エリックを探して

労働映画

映画紹介『エリックを探して』

 先月に続きケン・ローチ監督の作品。荒唐無稽なストーリーですが彼の映画では一番好きかも。仲間と共に人生の危機を脱する郵便配達員の魂の再生物語。神は細部に宿る。仲間との軽妙なやり取りが非常に説得力ある映画にしています。
 主人公は、労働者とサッカーの街・マンチェスターの郵便配達員エリック。2度目の妻の連れ子である10代の少年2人との3人暮らし。失敗続きの人生で憂鬱なエリック。30年前に別れてから会わずにいる最初の妻と再会の機会。しかし気後れして姿を現すことができず動揺した帰路での交通事故。
 心配した配達仲間が励ますもますます自信喪失。エリックは寝室でマンチェスター・ユナイテッドのスーパースター選手エリック・カントナのポスターに向かって「一生後悔するような失敗をしたことは?」と話しかける。すると背後から「君はどうだ?」。振り向くとカントナ本人の姿。

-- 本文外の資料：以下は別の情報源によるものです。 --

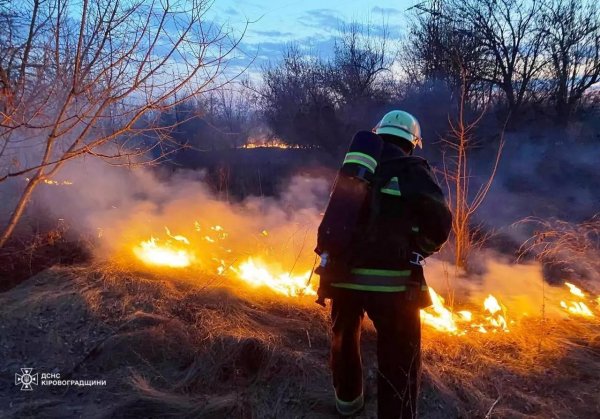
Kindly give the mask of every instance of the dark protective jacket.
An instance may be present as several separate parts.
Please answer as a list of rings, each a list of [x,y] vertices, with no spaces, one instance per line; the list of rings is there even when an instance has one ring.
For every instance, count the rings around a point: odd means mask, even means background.
[[[416,285],[426,290],[418,262],[441,248],[451,224],[427,161],[386,142],[353,240],[351,275],[331,285],[380,292]]]

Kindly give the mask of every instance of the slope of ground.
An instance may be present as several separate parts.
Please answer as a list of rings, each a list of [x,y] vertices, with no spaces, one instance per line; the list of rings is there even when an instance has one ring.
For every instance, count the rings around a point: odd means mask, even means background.
[[[189,274],[188,274],[189,275]],[[374,417],[374,332],[365,323]],[[600,415],[600,324],[532,319],[511,333],[425,330],[424,418]],[[222,277],[52,268],[0,294],[0,416],[336,417],[327,311]],[[105,386],[33,386],[21,368]]]

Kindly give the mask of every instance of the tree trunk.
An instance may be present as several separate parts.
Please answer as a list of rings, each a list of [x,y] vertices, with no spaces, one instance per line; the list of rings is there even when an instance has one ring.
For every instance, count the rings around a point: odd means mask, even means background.
[[[27,204],[29,203],[29,200],[31,199],[31,195],[33,194],[33,191],[35,190],[35,187],[40,182],[41,176],[42,176],[42,174],[40,172],[38,172],[29,181],[29,183],[25,187],[25,190],[21,194],[21,197],[19,198],[19,202],[17,203],[15,210],[13,211],[13,213],[10,216],[10,219],[8,220],[8,224],[6,225],[6,227],[4,228],[2,233],[0,233],[0,249],[2,249],[2,247],[4,247],[4,245],[6,244],[8,239],[10,239],[10,237],[12,236],[12,233],[15,231],[15,227],[17,226],[17,223],[21,219],[21,216],[23,215],[23,212],[25,211],[25,207],[27,206]]]

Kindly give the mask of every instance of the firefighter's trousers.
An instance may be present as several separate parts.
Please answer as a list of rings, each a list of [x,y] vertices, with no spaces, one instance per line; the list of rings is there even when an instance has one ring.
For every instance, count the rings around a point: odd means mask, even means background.
[[[405,293],[337,289],[331,317],[331,369],[339,400],[350,402],[363,391],[360,330],[364,313],[377,329],[377,415],[379,419],[415,418],[421,375],[419,307]]]

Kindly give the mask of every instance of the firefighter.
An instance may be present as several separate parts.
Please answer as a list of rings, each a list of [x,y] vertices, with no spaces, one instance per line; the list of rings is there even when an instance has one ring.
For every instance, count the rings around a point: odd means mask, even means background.
[[[392,111],[373,132],[383,149],[345,258],[347,270],[321,274],[319,295],[332,300],[330,366],[337,411],[352,416],[364,406],[360,332],[366,312],[377,330],[378,417],[414,418],[421,373],[419,313],[431,304],[422,264],[447,240],[452,216],[429,165],[412,155],[422,147],[416,118]]]

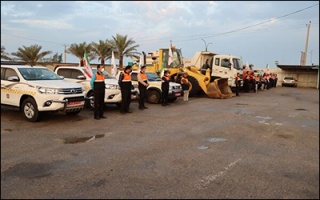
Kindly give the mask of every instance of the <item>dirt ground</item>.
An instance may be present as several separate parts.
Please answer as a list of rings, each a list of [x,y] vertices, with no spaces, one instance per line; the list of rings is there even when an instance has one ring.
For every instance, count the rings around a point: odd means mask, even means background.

カントナは「ひげを剃って会いに行け」とアドバイス。エリックはようやく元妻に話しかけ、距離を縮めることができます。
 一方、息子のライアンはギャングとの関わりを断ち切れずに拳銃を預かる。エリックはギャングに銃を返しに行くが逆に脅され持ち帰る。窮地に追い込まれるエリック一家……
 カントナは人生をサッカーに例える。「すべてはパスから始まる」。彼のサッカー人生で最も輝やかしい一瞬は素晴らしいシュートではなく、仲間を信じてアシストしたパスこそが最も誇らしい、と。「君には仲間がいるじゃないか」
 仲間たちの大作戦でギャングを懲らしめる。「あの家族に手を出すな。逃げても無駄だ。絶対に見つける。なぜなら俺たちは郵便配達員だからだ」。実に痛快です。パブでのサッカー談義もしびれる。